Help pass the days until Christmas with Advent activities.

Bring the Christmas-time spirit home with fun kid activities.

For adults, December can be a whirl of gift buying, card sending, cookie baking, and party hopping. But for kids waiting for Christmas, one day can feel like 100.

You can't speed up time, but you can start fun family traditions that celebrate the season and help ward off the eternal question: "How many days until Christmas now?"

An Advent calendar is one of the easiest and most popular tools for tracking the days to Christmas. You'll find an array of choices -- from The Nutcracker to the Nativity to interactive CD-ROMs such as Santazia and Santa's Express. You can surf for free Advent calendars on the Internet too.

For the world's Christians, Advent season celebrates the events leading up to the birth of Jesus. It begins with the feast day of Saint Andrew, always the Sunday closest to November 30 (December 1 this year). The first Advent calendars, created in Germany in the 19th century, replaced a tradition of marking the days of Advent with chalk lines on their doors.
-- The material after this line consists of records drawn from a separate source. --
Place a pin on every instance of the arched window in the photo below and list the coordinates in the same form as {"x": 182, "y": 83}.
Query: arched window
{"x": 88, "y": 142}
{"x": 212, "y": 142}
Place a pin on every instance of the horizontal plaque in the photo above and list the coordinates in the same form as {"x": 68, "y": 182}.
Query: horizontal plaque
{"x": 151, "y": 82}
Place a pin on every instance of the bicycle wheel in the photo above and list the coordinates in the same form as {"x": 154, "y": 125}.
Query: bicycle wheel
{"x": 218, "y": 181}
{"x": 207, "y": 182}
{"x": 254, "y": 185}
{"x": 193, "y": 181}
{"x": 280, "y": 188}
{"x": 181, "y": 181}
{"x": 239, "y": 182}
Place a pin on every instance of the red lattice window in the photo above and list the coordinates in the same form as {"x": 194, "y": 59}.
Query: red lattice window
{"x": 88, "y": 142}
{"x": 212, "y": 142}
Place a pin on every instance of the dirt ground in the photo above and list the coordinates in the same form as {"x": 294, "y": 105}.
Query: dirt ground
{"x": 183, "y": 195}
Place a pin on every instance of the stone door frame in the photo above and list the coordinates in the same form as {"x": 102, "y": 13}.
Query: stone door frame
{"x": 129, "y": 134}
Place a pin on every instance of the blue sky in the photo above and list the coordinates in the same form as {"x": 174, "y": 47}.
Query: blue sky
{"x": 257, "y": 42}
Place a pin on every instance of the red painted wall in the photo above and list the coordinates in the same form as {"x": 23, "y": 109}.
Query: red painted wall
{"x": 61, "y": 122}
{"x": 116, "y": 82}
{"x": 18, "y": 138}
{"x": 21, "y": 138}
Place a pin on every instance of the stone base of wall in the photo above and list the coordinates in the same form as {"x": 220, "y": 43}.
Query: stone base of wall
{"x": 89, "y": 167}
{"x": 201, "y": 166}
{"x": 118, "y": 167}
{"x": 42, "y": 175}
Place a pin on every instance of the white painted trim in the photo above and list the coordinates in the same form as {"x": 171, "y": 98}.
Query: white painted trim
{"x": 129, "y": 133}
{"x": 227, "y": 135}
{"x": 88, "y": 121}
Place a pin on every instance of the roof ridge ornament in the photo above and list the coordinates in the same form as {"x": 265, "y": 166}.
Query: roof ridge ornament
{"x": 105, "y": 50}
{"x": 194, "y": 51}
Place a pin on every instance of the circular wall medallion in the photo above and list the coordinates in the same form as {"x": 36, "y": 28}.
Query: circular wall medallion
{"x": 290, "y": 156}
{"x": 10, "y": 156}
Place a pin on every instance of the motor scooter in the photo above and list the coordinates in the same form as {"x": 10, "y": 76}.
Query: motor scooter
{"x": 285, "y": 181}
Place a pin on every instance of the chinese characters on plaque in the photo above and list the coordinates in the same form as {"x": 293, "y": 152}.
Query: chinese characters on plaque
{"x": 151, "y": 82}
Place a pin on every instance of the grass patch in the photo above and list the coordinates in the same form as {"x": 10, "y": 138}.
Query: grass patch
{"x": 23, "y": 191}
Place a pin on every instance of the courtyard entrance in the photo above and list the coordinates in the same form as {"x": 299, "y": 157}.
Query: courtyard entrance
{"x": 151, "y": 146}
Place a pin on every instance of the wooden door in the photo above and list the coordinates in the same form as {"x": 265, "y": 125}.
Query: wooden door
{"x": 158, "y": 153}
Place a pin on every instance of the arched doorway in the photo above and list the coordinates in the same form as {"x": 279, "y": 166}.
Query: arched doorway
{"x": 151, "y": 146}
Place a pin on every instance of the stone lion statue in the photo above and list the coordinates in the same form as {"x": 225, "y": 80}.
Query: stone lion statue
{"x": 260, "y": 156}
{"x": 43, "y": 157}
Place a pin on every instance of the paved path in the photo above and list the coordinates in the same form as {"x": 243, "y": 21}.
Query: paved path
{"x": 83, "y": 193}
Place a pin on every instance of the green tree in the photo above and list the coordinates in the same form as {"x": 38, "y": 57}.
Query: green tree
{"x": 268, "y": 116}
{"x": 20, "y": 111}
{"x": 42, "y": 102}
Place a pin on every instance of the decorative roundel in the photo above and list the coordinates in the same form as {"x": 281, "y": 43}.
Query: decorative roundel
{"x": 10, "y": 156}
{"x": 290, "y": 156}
Elizabeth Johnson of Lansing, Michigan, buys a religious-themed Advent calendar every year for her sons. Each morning 11-year-old Matt, 9-year-old Chris, and 6-year-old Greg take turns opening a window to reveal a picture or Bible verse. For her boys, even more fun than the calendar is a simple red-and-green paper chain that hangs in the dining room. Each night they snip off one of the 24 links.

In Kite, Georgia, Vyvyan Lynn spreads out gift giving for her children, starting 12 days before Christmas. Each evening Maggie, 6, and Jonathan, 12, receive small presents and sing a verse from "The Twelve Days of Christmas." The next night they add another verse, culminating in the full song on Christmas Eve.

Starting about a week before Christmas "when the kids are really antsy," Amy Rea, of suburban Minneapolis, brings out a new book each night at bedtime. Although her boys, ages 6 and 9, like to read, books sometimes get lost at Christmas amid Legos and video games, she says. The books get much more appreciation this way, Amy says, and it seems to take some of the sting out of waiting for Christmas.

Here are some additional ways to count down to Christmas:


  • For each child, hang 24 miniature Christmas stockings filled with small surprises that they can discover each day.
  • Set up a miniature tree and give each child 24 ornaments to hang one day at a time. (Or, decorate a paper tree with daily stickers.)
  • The Christmas season is a great time to remind kids that "Peace on Earth, goodwill toward men" includes their brothers and sisters. Have them draw a suggestion from a "good deed" basket each day in December. Together, brainstorm ideas such as "make your sister's bed" and "pick up toys without being asked."